Rémi Cardona wrote:
Ciaran McCreesh a écrit :
Kills the upgrade path completely. No good.

Lemme sum this up in layman's terms :

1) EAPI _has_ to be known before sourcing an ebuild. There's no way to avoid that for various reasons, all 100% valid.

2) Putting the EAPI in the filename :

 + it solves 1)
+ it keeps backward compatibility because old PM won't recognize the filenames
 - it's not very "pretty"

3) Putting the EAPI in metadata.xml or in another external file

 + it solves 1)
 + it keeps pretty file names
 - it breaks backwards compatibility
 - (specific to metadata.xml) PM will have to learn to read XML (yuck)

That's about it, right?


You missed some options - I'll try to be honest about their pros/cons:

4) Putting EAPI inside the ebuild, but in a manner that does not require sourcing using bash (ie comment at top of file).

+ it solves 1)
+ it keeps pretty file names
+ syntax/implementation is trivial
- it breaks backwards compatibility (eventually - hacks might delay this)
- it does force future ebuilds to have the EAPI line in it

5) Putting EAPI inside the ebuild as in #4, but do a one-time-only change of the filenames.

+ it solves 1)
+ it sort-of-keeps pretty file names (two pretty extensions instead of one)
+ syntax/implementation is trivial
+ it preserves backwards compatibility
- it does force future ebuilds to have the EAPI line in it

6) Putting EAPI inside the ebuild as in #4, and do a one-time rsync location change

+ it solves 1)
+ the filenames don't change at all
+ syntax is trivial, future ebuilds are trivial
+ it preserves backwards compatibility
- it does force future ebuilds to have the EAPI line in it
- it seems like quite a hack - and you end up with a dummy portage tree sitting out there for some period of time


Personally, I tend to lean towards either just putting the EAPI in the filename, or putting it in the first line and breaking backwards compatibility. The whole reason we're in this mess is the ebuild file format does not include a version field or the equivalent of extensible headers used in other sorts of files (tar, etc). We've certainly broken backwards-compatibility before with other changes within the distro. All we need to do is make it easy to update to a package manager that fixes the break and post instructions prominently, and make sure that package managers support the new process for a few months before taking advantage of it.

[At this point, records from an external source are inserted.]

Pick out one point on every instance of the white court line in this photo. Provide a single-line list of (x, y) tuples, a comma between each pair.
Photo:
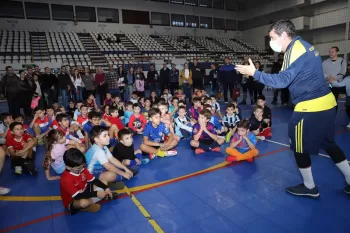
[(282, 144)]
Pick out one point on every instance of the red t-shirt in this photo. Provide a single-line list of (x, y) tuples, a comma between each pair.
[(72, 184), (54, 125), (18, 144), (116, 121), (82, 120)]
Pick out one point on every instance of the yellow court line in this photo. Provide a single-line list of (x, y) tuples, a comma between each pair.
[(134, 189), (144, 212)]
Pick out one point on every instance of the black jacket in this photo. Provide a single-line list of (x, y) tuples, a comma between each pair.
[(164, 75), (10, 86), (197, 73), (47, 81), (64, 81)]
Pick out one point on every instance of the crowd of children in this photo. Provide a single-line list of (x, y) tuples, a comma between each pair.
[(91, 150)]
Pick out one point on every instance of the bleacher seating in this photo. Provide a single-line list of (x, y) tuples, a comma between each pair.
[(210, 45), (145, 43), (15, 47), (66, 48), (105, 46), (179, 45)]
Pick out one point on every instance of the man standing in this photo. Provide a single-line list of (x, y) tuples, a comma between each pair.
[(10, 89), (173, 79), (48, 86), (335, 67), (152, 79), (111, 79), (164, 77), (312, 126), (276, 67), (228, 77), (197, 75)]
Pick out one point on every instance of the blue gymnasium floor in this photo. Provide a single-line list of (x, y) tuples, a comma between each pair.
[(238, 197)]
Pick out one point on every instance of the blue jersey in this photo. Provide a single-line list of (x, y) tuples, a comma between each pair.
[(88, 126), (155, 134), (302, 73)]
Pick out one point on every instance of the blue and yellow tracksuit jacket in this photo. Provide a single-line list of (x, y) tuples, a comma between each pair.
[(302, 73)]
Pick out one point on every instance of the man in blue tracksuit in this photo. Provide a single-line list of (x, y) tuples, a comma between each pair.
[(312, 126), (228, 77)]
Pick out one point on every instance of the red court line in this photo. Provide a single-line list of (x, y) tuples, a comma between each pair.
[(155, 186), (139, 191)]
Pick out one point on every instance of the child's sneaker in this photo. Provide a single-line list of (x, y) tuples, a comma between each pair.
[(216, 149), (231, 159), (199, 151), (117, 185), (92, 209), (171, 153), (152, 156), (18, 170), (251, 160), (31, 168), (145, 161), (4, 191), (228, 136)]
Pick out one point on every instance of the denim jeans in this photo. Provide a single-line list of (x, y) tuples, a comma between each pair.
[(79, 93)]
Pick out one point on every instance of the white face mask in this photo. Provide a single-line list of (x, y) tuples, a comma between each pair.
[(275, 46)]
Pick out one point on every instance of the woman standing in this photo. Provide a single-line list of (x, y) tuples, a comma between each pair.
[(26, 93), (258, 87), (121, 81), (129, 82), (186, 82), (248, 85), (89, 83)]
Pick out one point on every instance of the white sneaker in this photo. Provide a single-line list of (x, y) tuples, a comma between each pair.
[(18, 170), (4, 191), (171, 153)]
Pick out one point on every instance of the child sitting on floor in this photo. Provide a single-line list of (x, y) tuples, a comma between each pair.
[(242, 146), (20, 148), (128, 112), (79, 189), (183, 125), (137, 121), (229, 121), (124, 150), (257, 124), (57, 144), (204, 134), (100, 161), (153, 137)]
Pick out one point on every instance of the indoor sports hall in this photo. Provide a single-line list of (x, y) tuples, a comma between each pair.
[(189, 192)]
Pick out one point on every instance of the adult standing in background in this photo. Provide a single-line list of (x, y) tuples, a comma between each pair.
[(197, 75), (64, 83), (26, 93), (153, 79), (129, 84), (335, 67), (229, 77), (111, 79), (100, 84), (312, 125), (276, 67), (186, 82), (164, 77), (10, 89), (48, 86), (89, 82), (173, 79), (121, 81)]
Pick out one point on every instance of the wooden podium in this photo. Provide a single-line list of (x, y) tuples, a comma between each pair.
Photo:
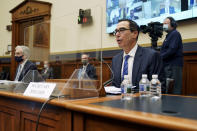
[(85, 90)]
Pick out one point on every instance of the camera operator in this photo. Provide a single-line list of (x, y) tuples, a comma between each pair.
[(172, 54)]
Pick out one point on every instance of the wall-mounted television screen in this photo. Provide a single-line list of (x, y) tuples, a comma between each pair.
[(146, 11)]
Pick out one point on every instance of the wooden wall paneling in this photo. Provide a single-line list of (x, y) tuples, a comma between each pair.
[(68, 69), (8, 119)]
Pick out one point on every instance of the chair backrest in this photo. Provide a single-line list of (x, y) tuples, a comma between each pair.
[(169, 85)]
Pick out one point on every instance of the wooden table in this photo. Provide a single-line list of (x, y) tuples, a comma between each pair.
[(19, 113)]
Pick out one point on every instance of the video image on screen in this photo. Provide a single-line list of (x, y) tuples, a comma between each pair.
[(145, 11)]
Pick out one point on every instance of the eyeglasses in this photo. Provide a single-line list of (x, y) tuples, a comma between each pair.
[(119, 31)]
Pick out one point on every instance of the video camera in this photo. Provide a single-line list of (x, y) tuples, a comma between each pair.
[(155, 30)]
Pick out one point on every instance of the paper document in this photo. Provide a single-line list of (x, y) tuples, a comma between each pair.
[(112, 90)]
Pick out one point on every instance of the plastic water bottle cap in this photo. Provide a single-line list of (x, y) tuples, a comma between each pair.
[(144, 75), (126, 76), (154, 76)]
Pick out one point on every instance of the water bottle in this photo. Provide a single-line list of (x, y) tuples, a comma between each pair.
[(155, 87), (126, 88), (144, 86)]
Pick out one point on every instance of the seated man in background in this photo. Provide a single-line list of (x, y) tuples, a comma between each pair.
[(133, 60), (22, 53), (87, 68), (47, 71)]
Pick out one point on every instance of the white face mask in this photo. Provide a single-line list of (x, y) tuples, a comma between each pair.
[(45, 66), (165, 27)]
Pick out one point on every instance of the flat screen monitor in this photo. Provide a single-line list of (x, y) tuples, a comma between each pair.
[(146, 11)]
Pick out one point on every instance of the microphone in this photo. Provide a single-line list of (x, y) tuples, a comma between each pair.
[(99, 58)]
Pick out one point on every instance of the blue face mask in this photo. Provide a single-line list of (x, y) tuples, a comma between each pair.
[(19, 58)]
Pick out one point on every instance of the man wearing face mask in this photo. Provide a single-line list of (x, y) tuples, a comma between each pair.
[(172, 54), (87, 68), (47, 72), (22, 53)]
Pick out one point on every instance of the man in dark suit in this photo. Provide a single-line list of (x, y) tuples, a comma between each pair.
[(22, 53), (47, 72), (172, 54), (139, 60), (87, 68)]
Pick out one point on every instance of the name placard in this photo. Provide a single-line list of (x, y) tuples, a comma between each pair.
[(41, 89)]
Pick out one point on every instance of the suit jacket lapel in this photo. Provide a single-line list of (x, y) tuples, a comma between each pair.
[(136, 64)]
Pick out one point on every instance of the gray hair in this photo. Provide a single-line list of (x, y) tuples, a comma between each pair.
[(25, 49)]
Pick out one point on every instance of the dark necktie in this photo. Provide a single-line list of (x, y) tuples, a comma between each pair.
[(125, 68)]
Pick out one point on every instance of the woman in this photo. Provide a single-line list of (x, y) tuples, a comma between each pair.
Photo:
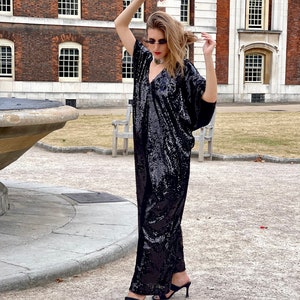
[(170, 100)]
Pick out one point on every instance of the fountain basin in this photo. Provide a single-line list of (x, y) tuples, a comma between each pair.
[(23, 122)]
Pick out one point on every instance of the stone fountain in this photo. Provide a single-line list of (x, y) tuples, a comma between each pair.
[(23, 122)]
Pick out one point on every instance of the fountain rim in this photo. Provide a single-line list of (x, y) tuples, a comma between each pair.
[(27, 117)]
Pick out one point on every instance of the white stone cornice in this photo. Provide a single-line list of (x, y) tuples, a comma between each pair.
[(65, 22)]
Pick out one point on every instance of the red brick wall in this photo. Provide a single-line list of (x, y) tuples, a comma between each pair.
[(36, 51), (38, 9), (36, 46), (222, 48), (293, 48)]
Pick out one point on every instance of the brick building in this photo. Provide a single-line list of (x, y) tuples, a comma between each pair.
[(68, 50)]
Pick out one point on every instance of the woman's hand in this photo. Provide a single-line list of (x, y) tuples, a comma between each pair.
[(209, 44)]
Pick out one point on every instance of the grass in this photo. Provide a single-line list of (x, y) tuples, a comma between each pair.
[(263, 133)]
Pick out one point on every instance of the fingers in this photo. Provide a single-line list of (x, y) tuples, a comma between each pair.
[(207, 37)]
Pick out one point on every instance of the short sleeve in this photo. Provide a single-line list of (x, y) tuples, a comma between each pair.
[(200, 111), (140, 55)]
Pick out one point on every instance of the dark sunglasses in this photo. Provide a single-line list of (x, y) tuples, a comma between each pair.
[(159, 42)]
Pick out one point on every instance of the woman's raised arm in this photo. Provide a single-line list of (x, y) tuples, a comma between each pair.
[(122, 25)]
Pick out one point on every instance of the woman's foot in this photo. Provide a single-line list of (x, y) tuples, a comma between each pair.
[(179, 280), (134, 296)]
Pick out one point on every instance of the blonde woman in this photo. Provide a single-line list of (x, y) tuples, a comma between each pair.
[(170, 100)]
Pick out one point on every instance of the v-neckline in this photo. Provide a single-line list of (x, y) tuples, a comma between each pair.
[(156, 76)]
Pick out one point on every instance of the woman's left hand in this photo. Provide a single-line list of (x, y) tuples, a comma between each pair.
[(209, 44)]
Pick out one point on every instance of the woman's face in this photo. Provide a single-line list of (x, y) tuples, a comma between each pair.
[(158, 45)]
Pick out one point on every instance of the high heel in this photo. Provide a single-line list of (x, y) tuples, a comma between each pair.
[(174, 289)]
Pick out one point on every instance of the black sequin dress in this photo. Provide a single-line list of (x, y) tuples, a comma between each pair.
[(165, 112)]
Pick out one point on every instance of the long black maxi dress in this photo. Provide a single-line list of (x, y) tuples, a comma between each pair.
[(165, 112)]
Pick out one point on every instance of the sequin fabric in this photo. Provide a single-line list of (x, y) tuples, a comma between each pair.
[(165, 112)]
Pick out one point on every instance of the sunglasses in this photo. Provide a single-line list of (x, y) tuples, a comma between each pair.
[(159, 42)]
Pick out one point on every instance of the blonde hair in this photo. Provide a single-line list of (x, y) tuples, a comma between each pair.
[(177, 39)]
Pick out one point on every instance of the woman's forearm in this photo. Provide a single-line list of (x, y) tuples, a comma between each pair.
[(125, 17), (210, 94)]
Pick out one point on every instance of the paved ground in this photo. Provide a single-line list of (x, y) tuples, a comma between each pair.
[(241, 225)]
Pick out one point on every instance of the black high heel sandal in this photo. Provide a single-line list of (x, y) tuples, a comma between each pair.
[(174, 289)]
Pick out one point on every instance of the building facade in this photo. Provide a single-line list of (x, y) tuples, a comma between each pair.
[(68, 50)]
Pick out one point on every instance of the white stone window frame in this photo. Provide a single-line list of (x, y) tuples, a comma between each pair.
[(129, 66), (10, 12), (8, 43), (71, 45), (140, 11), (67, 16), (264, 17), (187, 11)]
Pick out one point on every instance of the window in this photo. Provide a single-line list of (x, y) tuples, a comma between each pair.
[(127, 68), (69, 8), (254, 67), (6, 7), (257, 14), (6, 59), (139, 15), (70, 62), (185, 11)]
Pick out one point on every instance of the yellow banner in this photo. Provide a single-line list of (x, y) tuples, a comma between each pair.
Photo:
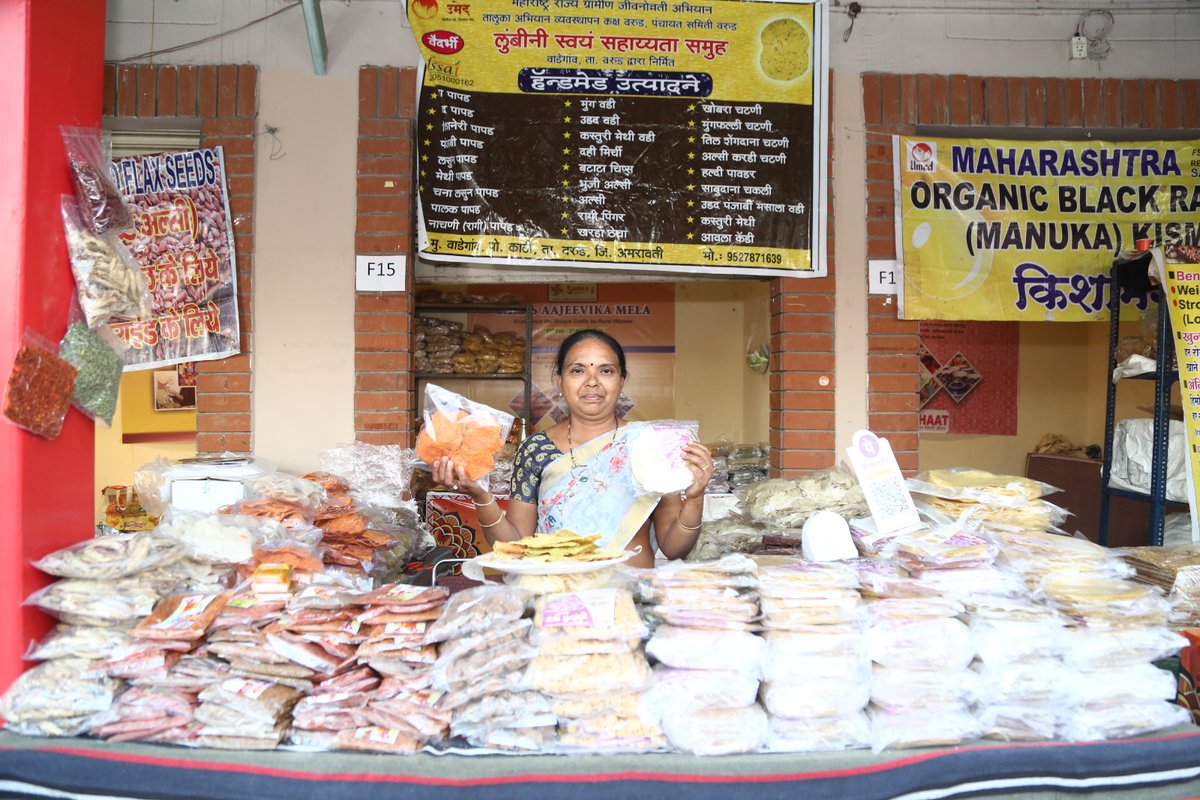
[(1027, 230), (655, 134), (1182, 286)]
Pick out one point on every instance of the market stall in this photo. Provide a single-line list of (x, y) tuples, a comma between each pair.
[(1165, 765)]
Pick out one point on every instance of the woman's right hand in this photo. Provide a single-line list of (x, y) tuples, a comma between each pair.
[(454, 477)]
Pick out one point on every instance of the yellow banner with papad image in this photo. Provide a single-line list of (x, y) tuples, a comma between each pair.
[(657, 134), (1027, 230)]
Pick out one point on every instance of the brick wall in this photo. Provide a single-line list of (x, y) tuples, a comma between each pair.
[(225, 98), (897, 103), (383, 402), (802, 362)]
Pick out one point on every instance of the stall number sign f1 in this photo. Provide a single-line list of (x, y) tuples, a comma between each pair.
[(379, 272)]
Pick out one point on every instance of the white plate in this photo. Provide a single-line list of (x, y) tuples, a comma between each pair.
[(520, 566)]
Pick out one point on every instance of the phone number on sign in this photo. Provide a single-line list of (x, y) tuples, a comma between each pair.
[(754, 258)]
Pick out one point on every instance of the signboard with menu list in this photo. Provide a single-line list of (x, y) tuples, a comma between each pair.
[(661, 136)]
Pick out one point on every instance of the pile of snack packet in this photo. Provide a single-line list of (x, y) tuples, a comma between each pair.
[(256, 632)]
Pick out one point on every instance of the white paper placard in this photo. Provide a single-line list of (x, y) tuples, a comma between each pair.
[(882, 276), (882, 482), (379, 272)]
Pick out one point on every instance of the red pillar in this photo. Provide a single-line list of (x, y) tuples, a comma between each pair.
[(52, 56)]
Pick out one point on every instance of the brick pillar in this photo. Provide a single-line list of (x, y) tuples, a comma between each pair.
[(802, 389), (226, 100), (894, 104), (383, 401)]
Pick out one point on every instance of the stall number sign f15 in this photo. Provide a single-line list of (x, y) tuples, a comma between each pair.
[(379, 272)]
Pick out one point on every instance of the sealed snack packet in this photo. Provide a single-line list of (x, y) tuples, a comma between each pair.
[(108, 280), (100, 358), (102, 206), (468, 433), (655, 456), (40, 388)]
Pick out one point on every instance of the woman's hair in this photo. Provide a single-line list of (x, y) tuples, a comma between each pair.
[(588, 334)]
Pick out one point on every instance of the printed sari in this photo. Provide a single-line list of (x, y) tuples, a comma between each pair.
[(595, 493)]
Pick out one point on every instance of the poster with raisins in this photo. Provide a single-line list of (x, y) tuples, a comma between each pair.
[(183, 239)]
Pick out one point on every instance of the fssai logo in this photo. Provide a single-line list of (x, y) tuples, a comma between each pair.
[(922, 156), (443, 41)]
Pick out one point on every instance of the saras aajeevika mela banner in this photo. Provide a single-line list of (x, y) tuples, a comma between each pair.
[(1027, 230)]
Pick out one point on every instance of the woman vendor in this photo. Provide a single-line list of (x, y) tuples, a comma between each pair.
[(576, 475)]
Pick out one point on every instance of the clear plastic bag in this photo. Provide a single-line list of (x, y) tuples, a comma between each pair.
[(287, 488), (849, 732), (61, 690), (100, 358), (111, 557), (97, 602), (685, 689), (469, 433), (108, 280), (40, 388), (817, 697), (925, 727), (1090, 649), (1033, 681), (999, 642), (717, 732), (1019, 722), (921, 644), (149, 482), (978, 485), (699, 649), (797, 659), (894, 689), (102, 206), (217, 539), (377, 475), (478, 609), (1117, 721), (655, 455)]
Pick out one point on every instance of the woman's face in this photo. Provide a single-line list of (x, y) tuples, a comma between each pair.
[(591, 382)]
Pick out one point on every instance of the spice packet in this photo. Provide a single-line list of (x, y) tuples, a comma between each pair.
[(108, 280), (40, 388), (101, 205), (100, 358)]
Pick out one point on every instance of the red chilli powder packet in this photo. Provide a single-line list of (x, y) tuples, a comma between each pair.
[(40, 389)]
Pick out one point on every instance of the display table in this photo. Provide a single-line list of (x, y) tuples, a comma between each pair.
[(1162, 765)]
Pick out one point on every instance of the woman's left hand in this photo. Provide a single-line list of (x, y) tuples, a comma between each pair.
[(700, 462)]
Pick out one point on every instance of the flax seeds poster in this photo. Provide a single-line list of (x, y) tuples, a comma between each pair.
[(663, 136), (967, 377)]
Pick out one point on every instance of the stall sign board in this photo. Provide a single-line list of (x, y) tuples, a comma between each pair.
[(676, 137), (1026, 230), (183, 240)]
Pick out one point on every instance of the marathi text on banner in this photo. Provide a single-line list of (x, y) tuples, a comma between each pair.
[(183, 240), (667, 137), (1027, 230)]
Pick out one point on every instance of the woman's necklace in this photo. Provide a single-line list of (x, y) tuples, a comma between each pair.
[(570, 445)]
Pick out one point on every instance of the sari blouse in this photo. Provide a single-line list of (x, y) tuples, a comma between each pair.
[(592, 494)]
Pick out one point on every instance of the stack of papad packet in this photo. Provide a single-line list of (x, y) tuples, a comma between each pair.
[(816, 671), (706, 683)]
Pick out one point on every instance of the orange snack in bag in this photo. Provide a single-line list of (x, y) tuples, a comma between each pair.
[(466, 439)]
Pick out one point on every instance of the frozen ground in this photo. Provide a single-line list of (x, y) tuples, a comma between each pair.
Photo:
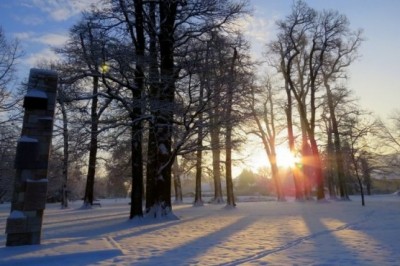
[(254, 233)]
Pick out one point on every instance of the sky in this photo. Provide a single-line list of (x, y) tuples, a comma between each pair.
[(258, 231), (39, 24)]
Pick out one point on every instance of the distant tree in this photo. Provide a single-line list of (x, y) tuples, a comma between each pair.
[(263, 107), (246, 182), (358, 128)]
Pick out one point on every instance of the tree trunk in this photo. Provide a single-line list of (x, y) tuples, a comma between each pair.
[(230, 201), (161, 201), (338, 156), (198, 201), (216, 163), (89, 191), (331, 165), (64, 187), (295, 172), (177, 182), (154, 80), (136, 128)]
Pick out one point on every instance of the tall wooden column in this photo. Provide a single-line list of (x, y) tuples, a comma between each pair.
[(24, 225)]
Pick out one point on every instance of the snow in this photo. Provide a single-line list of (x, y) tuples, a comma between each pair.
[(17, 215), (34, 93), (43, 180), (263, 232), (27, 139), (39, 71)]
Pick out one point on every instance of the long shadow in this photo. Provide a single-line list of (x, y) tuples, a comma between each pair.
[(315, 228), (74, 258), (198, 246)]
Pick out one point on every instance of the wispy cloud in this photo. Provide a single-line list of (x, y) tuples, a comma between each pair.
[(257, 29), (61, 10), (46, 55), (23, 36), (52, 39), (29, 19)]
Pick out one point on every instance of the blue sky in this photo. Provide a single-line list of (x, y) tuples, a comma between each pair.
[(41, 23)]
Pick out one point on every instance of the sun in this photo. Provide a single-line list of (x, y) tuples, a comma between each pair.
[(285, 158)]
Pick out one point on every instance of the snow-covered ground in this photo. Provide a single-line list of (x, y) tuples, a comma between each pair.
[(254, 233)]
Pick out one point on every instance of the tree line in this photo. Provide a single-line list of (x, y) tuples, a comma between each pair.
[(152, 90)]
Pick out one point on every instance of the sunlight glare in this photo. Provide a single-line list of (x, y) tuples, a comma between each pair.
[(285, 157)]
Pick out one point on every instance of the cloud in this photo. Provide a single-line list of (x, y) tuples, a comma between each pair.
[(61, 10), (257, 29), (29, 19), (45, 55), (23, 36), (52, 39)]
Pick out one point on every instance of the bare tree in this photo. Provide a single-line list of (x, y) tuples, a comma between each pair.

Some object to parsing out the EAPI without sourcing the ebuild (only bash can source bash). I disagree with this argument - every time you run a shell script it is sourced by something other than bash - the kernel has to figure out what script interpreter to use by parsing the first line. There is no reason we can't use a magic number in the same way with the EAPI. That isn't reason enough on its own to put the EAPI in the filename, but it is a start.

Most software packages store version information internal to a file format. I'm actually not aware of many that put it in the filename.